There is no shortage of definitions when it comes to "architecture." There are even Websites that maintain collections of definitions.1 The definition used in this article is that taken from IEEE Std 1472000, the IEEE Recommended Practice for Architectural Description of Software-Intensive Systems, referred to as IEEE 1471.2 This definition follows, with key characteristics bolded.
Architecture is the fundamental organization of a system embodied in itscomponents, their relationships to each other, and to the environment, and the principles guiding its design and evolution. [IEEE 1471]
This standard also defines the following terms related to this definition:
A system is a collection of components organized to accomplish a specific function or set of functions. The term system encompasses individual applications, systems in the traditional sense, subsystems, systems of systems, product lines, product families, whole enterprises, and other aggregations of interest. A system exists to fulfill one or more missions in its environment. [IEEE 1471]
The environment, or context, determines the setting and circumstances of developmental, operational, political, and other influences upon that system. [IEEE 1471]
A mission is a use or operation for which a system is intended by one or morestakeholders to meet some set of objectives. [IEEE 1471]
A stakeholder is an individual, team, or organization (or classes thereof) with interests in, or concerns relative to, a system. [IEEE 1471]
As we can see, the term "component" is used throughout these definitions. However, most definitions of architecture do not define the term "component," and IEEE 1471 is no exception, as it leaves it deliberately vague to cover the many interpretations in the industry. A component may be logical or physical, technology-independent or technology-specific, large-grained or small-grained.
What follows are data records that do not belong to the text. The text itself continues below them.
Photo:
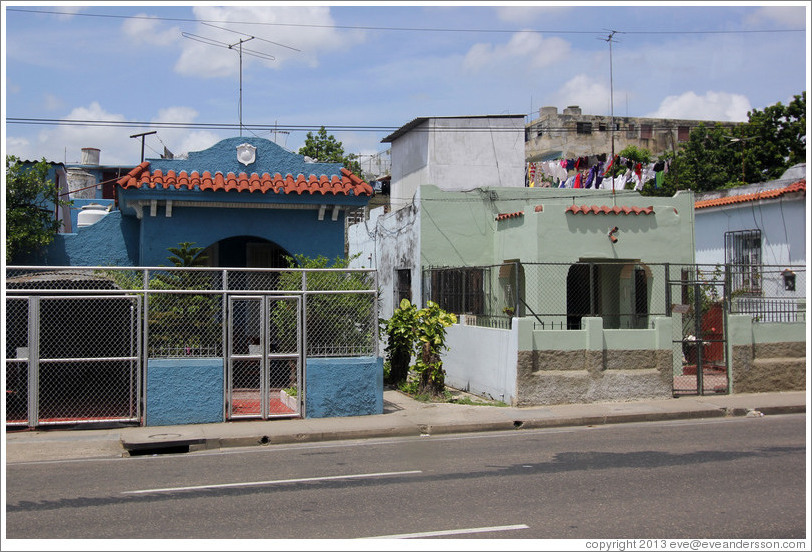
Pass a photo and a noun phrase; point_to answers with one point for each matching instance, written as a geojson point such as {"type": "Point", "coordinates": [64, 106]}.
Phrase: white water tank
{"type": "Point", "coordinates": [91, 214]}
{"type": "Point", "coordinates": [90, 156]}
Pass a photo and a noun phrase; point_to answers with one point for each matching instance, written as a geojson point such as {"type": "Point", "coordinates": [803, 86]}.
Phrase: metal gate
{"type": "Point", "coordinates": [698, 311]}
{"type": "Point", "coordinates": [73, 359]}
{"type": "Point", "coordinates": [264, 368]}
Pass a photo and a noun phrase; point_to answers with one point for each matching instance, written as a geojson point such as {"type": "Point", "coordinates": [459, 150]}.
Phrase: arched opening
{"type": "Point", "coordinates": [246, 252]}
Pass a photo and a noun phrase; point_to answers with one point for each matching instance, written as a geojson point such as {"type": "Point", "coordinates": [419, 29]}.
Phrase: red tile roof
{"type": "Point", "coordinates": [799, 186]}
{"type": "Point", "coordinates": [140, 177]}
{"type": "Point", "coordinates": [604, 210]}
{"type": "Point", "coordinates": [503, 216]}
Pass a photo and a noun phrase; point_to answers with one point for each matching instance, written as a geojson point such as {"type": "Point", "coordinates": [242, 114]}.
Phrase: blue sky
{"type": "Point", "coordinates": [377, 65]}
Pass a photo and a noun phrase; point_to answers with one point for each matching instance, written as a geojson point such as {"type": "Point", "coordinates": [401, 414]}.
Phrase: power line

For the purposes of this article, I use the definition of component from the UML 2.0 specification; and I use the term fairly loosely in order to encompass the variety of architectural elements that we may encounter, including objects, technology components (such as an Enterprise JavaBean), services, program modules, legacy systems, packaged applications, and so on. Here is the UML 2.0 definition for "component":
[A component is] a modular part of a system that encapsulates its contents and whose manifestation is replaceable within its environment. A component defines its behavior in terms of provided and required interfaces. As such, a component serves as a type, whose conformance is defined by these provided and required interfaces (encompassing both their static as well as dynamic semantics).3
The definitions provided here cover a number of different concepts, which are discussed in more detail later in this article. Although there is no generally agreed definition of "architecture" in the industry, it is worth considering some other definitions so that similarities between them can be observed. Consider the following definitions where, again, I've bolded some of the key characteristics.
An architecture is the set of significant decisions about the organization of a software system, the selection of structural elements and their interfaces by which the system is composed, together with their behavior as specified in the collaborations among those elements, the composition of these elements into progressively larger subsystems, and the architectural style that guides this organization -- these elements and their interfaces, their collaborations, and their composition. [Kruchten]4
The software architecture of a program or computing system is the structure or structures of the system, which comprise software elements, the externally visible properties of those elements, and the relationships among them. [Bass et al.]5
[Architecture is] the organizational structure and associated behavior of a system. An architecture can be recursively decomposed into parts that interact through interfaces, relationships that connect parts, and constraints for assembling parts. Parts that interact through interfaces include classes, components and subsystems. [UML 1.5]6
The software architecture of a system or a collection of systems consists of all the important design decisions about the software structures and the interactions between those structures that comprise the systems. The design decisions support a desired set of qualities that the system should support to be successful. The design decisions provide a conceptual basis for system development, support, and maintenance. [McGovern]7
Although the definitions are somewhat different, we can see a large degree of commonality. For example, most definitions indicate that an architecture is concerned with both structure and behavior, is concerned with significant decisions only, may conform to an architectural style, is influenced by its stakeholders and its environment, and embodies decisions based on rationale. All of these themes, and others, are discussed below.